On Sunday night, I spend time reviewing my schedule for the upcoming week. I look at what is on my calendar – business commitments, service commitments, friend and family commitments, etc. It always helps if I can find one night a week where something is not planned. It doesn't always work out that way, but I find that an evening once a week that is free from commitments and planned activities helps keep me energized.

One thing to keep in mind as a priority – add fun to your agenda. Perform customer service while taking a customer to a ball game, discuss strategy over a nice dinner at an exciting restaurant – business does not always take place in the boardroom. Also, keep in mind what you think is a priority isn't always a priority in others’ minds. Use good judgment and discernment in deciding where you will spend your time. Achieving balance is not only a skill, but a mind set.

And remember, sometimes you must make time for yourself a priority. These days, it’s really easy to become burned out when you have so many commitments. You need time to relax. Shut your phone off, turn of the computer and give yourself some “me” time. That time you take to self-reflect will impact your balance and will help energize you for whatever’s next…

Tuesday, August 17, 2010

I am Jean Regan, President and Owner of Tranzact Technologies. For my first blog post I wanted to take the opportunity to introduce a new organization, as well as share a little bit about me and how I’ve found success in both my professional and personal life. We recently developed Women and Logistics, our newest contribution to the Logistics and Supply chain industry with you in mind… Whether you are in the industry or considering it – we hope that you will utilize our site as a resource of industry news, education, and networking to guide you in your personal & professional endeavors.

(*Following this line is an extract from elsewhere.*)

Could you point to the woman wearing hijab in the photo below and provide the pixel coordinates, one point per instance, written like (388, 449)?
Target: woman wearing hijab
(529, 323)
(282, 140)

As an executive to a thriving corporation, a woman in the industry, a wife and a mother of four – I have come to realize that “Superwoman” is a myth and perfect balance is a legend. If at any given moment in your life or career, you think that you are going to have perfect balance, think again. Balance is something achieved over the course of time and is ever changing.

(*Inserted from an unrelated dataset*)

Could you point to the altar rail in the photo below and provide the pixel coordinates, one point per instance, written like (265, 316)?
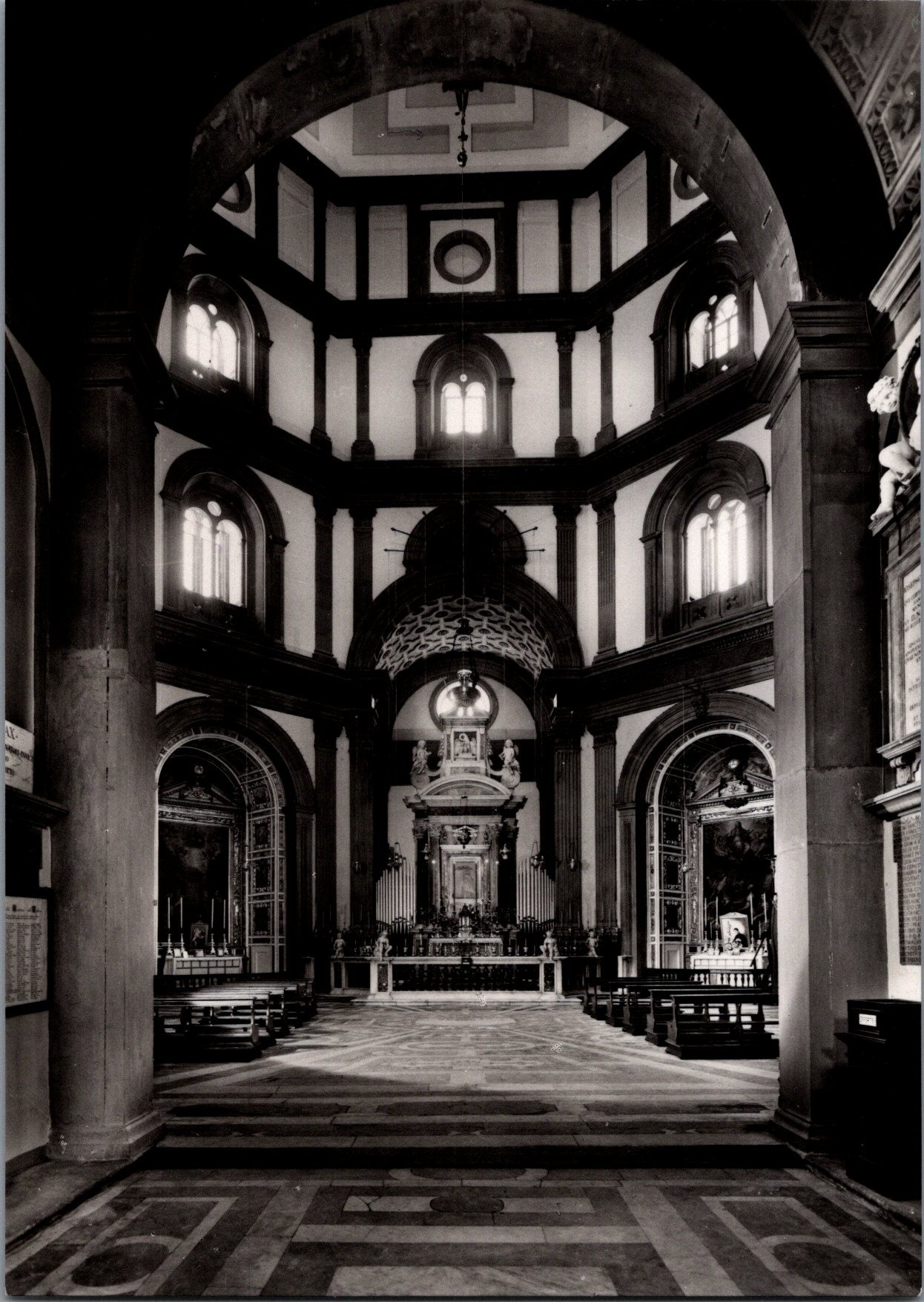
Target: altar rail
(475, 976)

Sometimes our careers will demand more of us, sometimes our children or our families will. Knowing what is most important, and when, is really the key to achieving balance in the long run.

Three of my four children are adults now, and while raising them with my husband Mike, I made a point to devote time to supporting each one of their interests and endeavors to help foster their own success. Our daughter Dana is now a National Account Executive with Tranzact, our son Patrick just graduated from the University of San Diego and is now working for Northfield Industries as Assistant to the President, our daughter Kelley works for Douglas Shaw & Associates as an Account Coordinator, and our youngest son Joe is working his first summer job here at TranzAct before beginning his junior year in high school.

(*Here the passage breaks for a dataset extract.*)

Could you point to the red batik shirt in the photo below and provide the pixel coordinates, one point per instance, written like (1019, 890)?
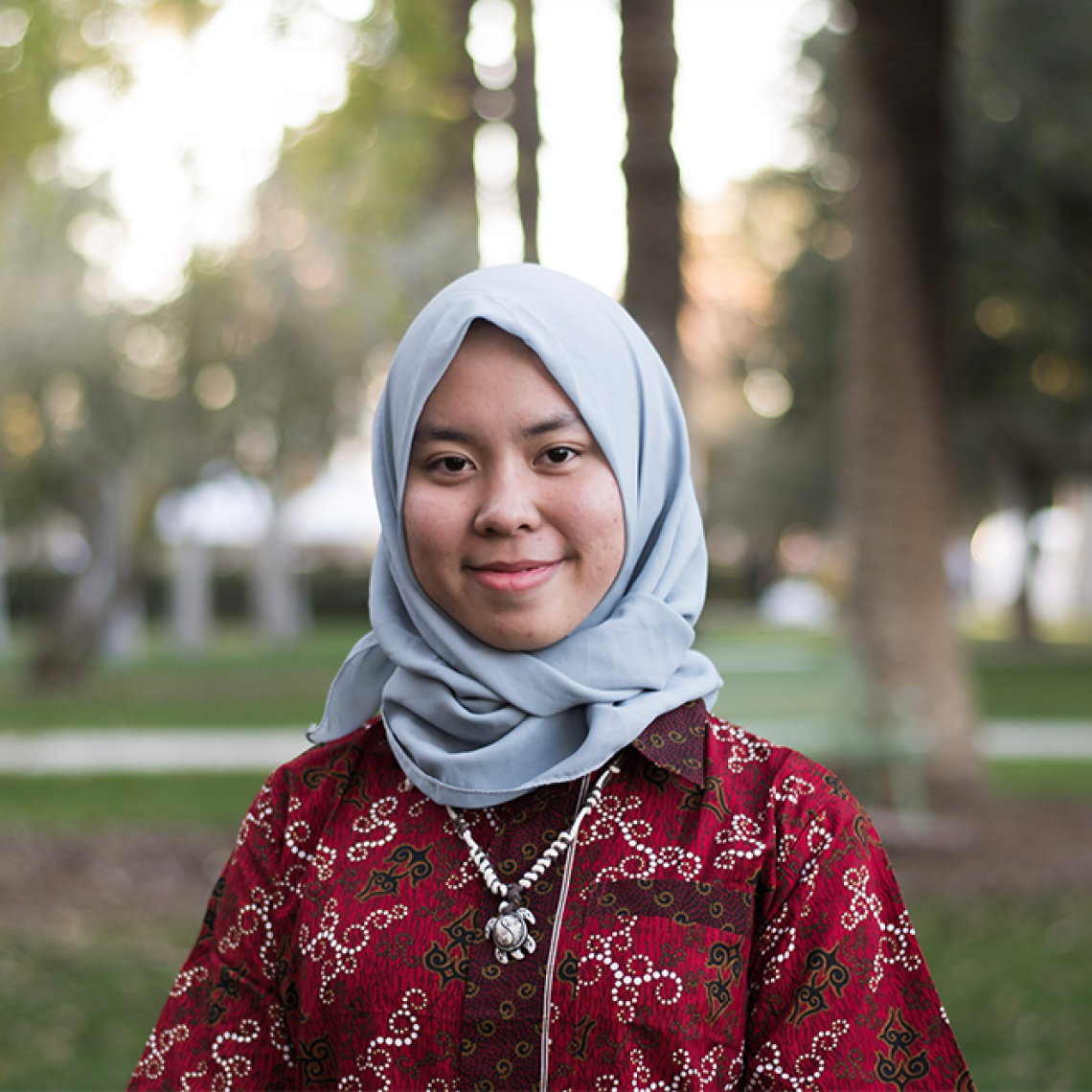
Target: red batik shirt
(727, 919)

Raising four children and building a business isn’t an easy balancing act but you certainly don’t need a cape and an “S” on your chest to do it. A method in my own success was acknowledging that there are only 24 hours in a day and I had to manage those hours wisely. You have to take a step back and ask yourself “What is important for me to accomplish today?”

What I accomplish in the Logistics and Supply Chain industry is just as important to me as what I accomplish with my family. The industry has always been male-dominated. While women currently represent only 24% of the labor force, we are still making our mark on the Logistics and Supply Chain industry.

This year we saw the first “Chairwoman” of the American Trucking Association. Women run 11 state trucking associations, the most to do so at one time. A woman heads the Department of Transportation’s Federal Motor Carrier Safety Administration and a woman chairs the National Transportation Safety Board. With so many women taking the lead, it is important to have an organization to support these women – that is why we are bringing you Women and Logistics.